箱根から帰ってきて数日、飲みに行く気になれなかった。外でだけではなく家でも飲まない。そしてサクラちゃんからはメールも電話も一切来なかった。やっぱり鈍い振りをしていたんだなと思う。
禁酒状態のまま週末を迎えた。特に体調に変化はない。実家の喫茶店で父親の「新人研修」を受けた帰り道、ちょっと迷いはしたが「夜想」には寄らず真っ直ぐ帰った。家ならまだしも、まだ外で酒を飲む気分ではない。ポストから郵便物を取り出すと、ピザや引っ越しのチラシに混ざって茶封筒が一通入っていた。差出人はマキ。なんだか嫌な予感がして、焦るようにして封を開ける。中には便箋が一枚。見慣れたマキの字で、短い手紙が綴られていた。
一人暮らし、どうですか。
迷惑をかけちゃってすいません。
でも、私はあのまま一緒に暮らしながら、この子を産む自信が持てなかったんです。
わがままを許してくれて、どうもありがとう。
この手紙のことはすぐに忘れてね。
俺は何度も読み返した。その度にどんどん分からなくなる。そんな内容だ。今すぐにでもマキに電話をしたい。愛おしさからではない。この手紙の真意と、俺がどうするべきなのかを教えてほしい。
マキの真意はよく分からないが、今、何かがこじれていることは分かる。

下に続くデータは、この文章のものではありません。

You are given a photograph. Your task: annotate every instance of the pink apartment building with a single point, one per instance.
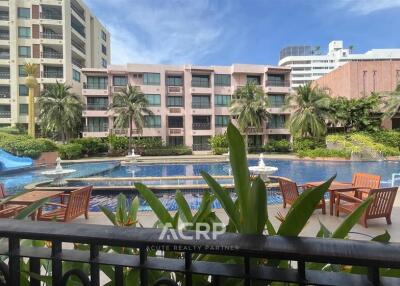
(190, 103)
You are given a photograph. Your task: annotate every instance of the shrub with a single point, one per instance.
(92, 146)
(168, 151)
(307, 143)
(323, 152)
(282, 146)
(71, 151)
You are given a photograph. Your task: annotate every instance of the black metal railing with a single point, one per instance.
(52, 55)
(371, 255)
(50, 35)
(201, 126)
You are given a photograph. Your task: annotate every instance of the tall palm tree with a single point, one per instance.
(311, 106)
(391, 102)
(249, 104)
(131, 105)
(60, 110)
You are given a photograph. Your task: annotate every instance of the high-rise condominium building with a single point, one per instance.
(61, 37)
(309, 64)
(190, 103)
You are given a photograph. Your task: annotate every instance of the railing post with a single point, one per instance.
(14, 261)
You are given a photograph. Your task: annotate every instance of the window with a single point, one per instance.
(201, 101)
(256, 79)
(21, 70)
(276, 100)
(104, 63)
(175, 101)
(23, 90)
(120, 80)
(24, 51)
(24, 13)
(221, 120)
(76, 76)
(200, 81)
(24, 32)
(277, 121)
(23, 109)
(104, 36)
(94, 82)
(174, 80)
(152, 121)
(222, 100)
(153, 99)
(151, 79)
(222, 80)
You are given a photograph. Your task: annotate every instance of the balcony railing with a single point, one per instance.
(52, 74)
(48, 35)
(277, 83)
(96, 107)
(5, 114)
(4, 75)
(373, 256)
(52, 55)
(201, 126)
(50, 15)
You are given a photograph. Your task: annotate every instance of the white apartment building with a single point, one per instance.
(61, 37)
(308, 64)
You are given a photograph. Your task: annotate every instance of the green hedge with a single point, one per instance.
(70, 151)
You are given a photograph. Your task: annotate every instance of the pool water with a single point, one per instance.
(297, 170)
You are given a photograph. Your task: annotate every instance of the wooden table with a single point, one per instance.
(334, 187)
(34, 196)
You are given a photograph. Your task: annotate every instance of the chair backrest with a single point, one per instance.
(288, 189)
(367, 181)
(78, 202)
(383, 202)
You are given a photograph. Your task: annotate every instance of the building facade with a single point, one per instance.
(190, 103)
(61, 37)
(308, 64)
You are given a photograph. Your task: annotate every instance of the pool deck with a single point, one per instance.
(376, 226)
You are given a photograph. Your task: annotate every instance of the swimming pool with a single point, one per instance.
(297, 170)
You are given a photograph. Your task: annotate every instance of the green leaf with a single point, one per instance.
(183, 207)
(155, 204)
(225, 200)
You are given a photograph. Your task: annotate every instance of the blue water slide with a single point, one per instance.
(9, 161)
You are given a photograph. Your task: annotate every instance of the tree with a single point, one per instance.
(391, 102)
(249, 104)
(131, 105)
(60, 110)
(311, 106)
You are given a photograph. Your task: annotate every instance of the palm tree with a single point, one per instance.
(249, 104)
(131, 105)
(60, 110)
(311, 109)
(391, 102)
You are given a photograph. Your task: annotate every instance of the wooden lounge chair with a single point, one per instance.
(381, 206)
(290, 193)
(77, 204)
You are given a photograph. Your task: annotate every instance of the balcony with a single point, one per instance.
(50, 15)
(49, 35)
(201, 126)
(52, 55)
(52, 74)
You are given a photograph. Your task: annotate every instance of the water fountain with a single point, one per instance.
(262, 170)
(58, 174)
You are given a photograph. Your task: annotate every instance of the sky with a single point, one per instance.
(223, 32)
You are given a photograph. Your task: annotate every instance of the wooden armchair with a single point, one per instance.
(290, 193)
(381, 206)
(74, 205)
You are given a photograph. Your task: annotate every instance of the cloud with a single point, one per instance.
(365, 7)
(157, 31)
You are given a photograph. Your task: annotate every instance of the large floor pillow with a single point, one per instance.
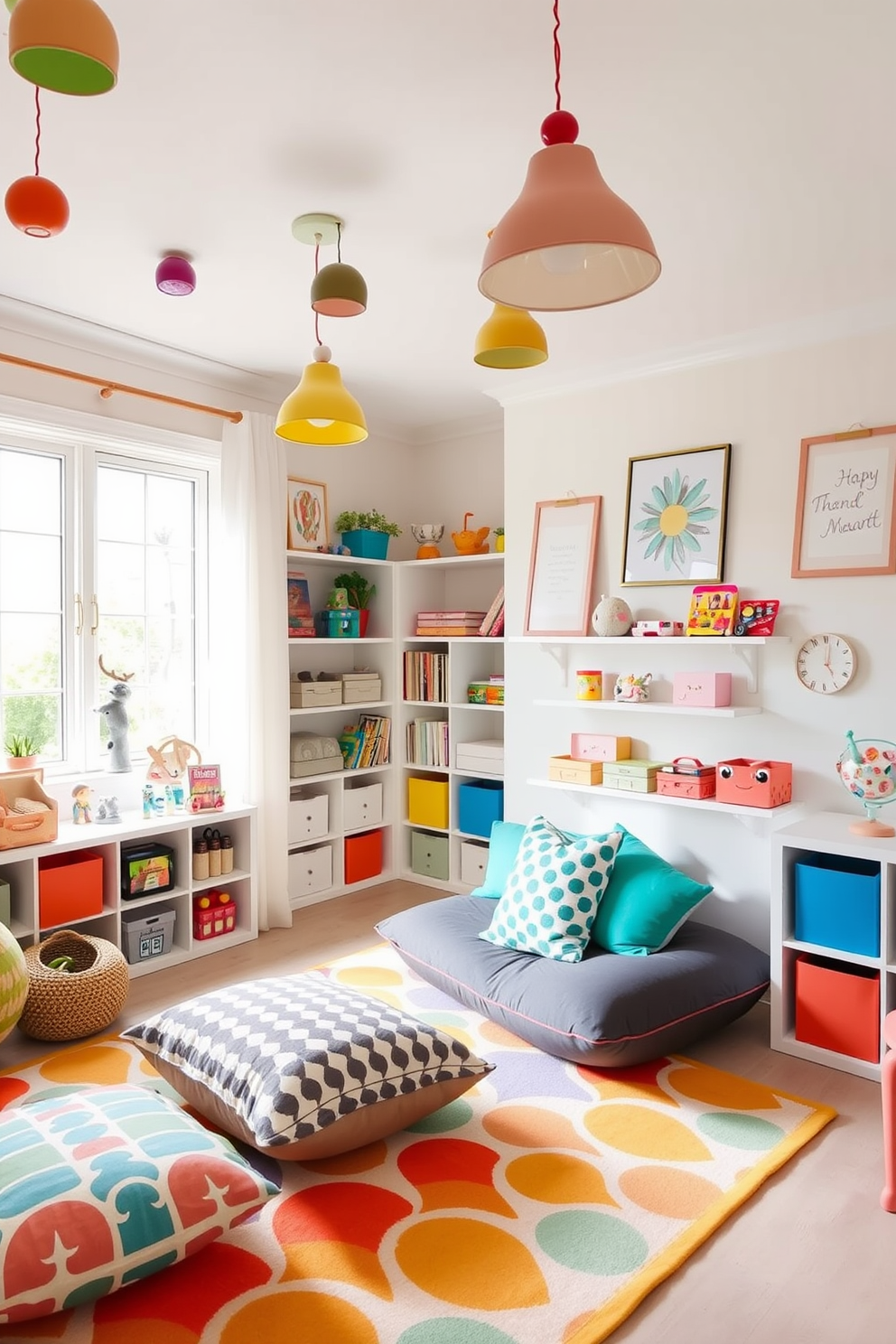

ヌメヌメとした後味の悪さを流してしまおうと、久しぶりに冷蔵庫からハイネケンを取り出す。味がよく分からないまま、すぐに飲み干してしまった。
もう一缶飲もうか、それとも一度シャワーを浴びようか。冷蔵庫の前で考えていると電話がかかってきた。テーブルの上のスマホを手に取る。もしかしたらコケモモ、という俺の読みは正解だったが、画面の表示は公衆電話を意味する「不明」ではなく「コケモモ」。つまり、あいつ自身の電話からだった。躊躇うことなく通話ボタンを押すと「もしもし」と懐かしい声がする。自分から電話をつないだくせに鳥肌が立った。二十六日でもないのにどうして――?
「コケモモ?」
「お、私はまだコケモモのままなんだね」
その一言で、あれから六年経ったんだと思い知る。声の響きは懐かしいが、やはり顔が思い浮かばない。似ている女優の顔になってしまう。あとでビデオ通話にしてもらおうか。
「電話番号だってそのままじゃないか」
「……うん、そういやそうだね」
「元気か? 今どこにいる? 東京か?」
「その前にさ、教えてほしいことがある」
「ん?」
「もう結婚はした? で、子どもはいる?」
「結婚はした。子どもはまだ」
そろそろ産まれることを告げなかったのは、あいつが電話をしてきた理由も、そんなことを訊く理由も分からないからだ。
「電話してて大丈夫?」
「ああ、大丈夫」
そうかあ、と呟いて数秒、あいつは「じゃあ、話そうかなあ」と言った。俺はその口調に懐かしさを感じつつも身構える。たいした要件もなく、連絡をしてくるわけがないんだ。
ごめんね、と静かにコケモモは謝った。二十六日でもないのに連絡をしたことと、少し前の無言電話を謝った。別に気にしてないよ、と答えた気持ちに嘘はない。謝らなければいけないのは俺の方だ。六年前のあの日、妊娠を告げられコケモモの部屋から逃げ出したこと。そして中絶という決断をさせてしまったこと。いや、それ以外にも俺が知らないところで、たくさん辛い思いをさせてしまったはずだ。謝っても謝り足りない。
「いや、俺の方も……」
そう言いかけると、コケモモは「やめて」と少し大きな声を出した。そして沈黙した俺に「ごめんね」とまた謝る。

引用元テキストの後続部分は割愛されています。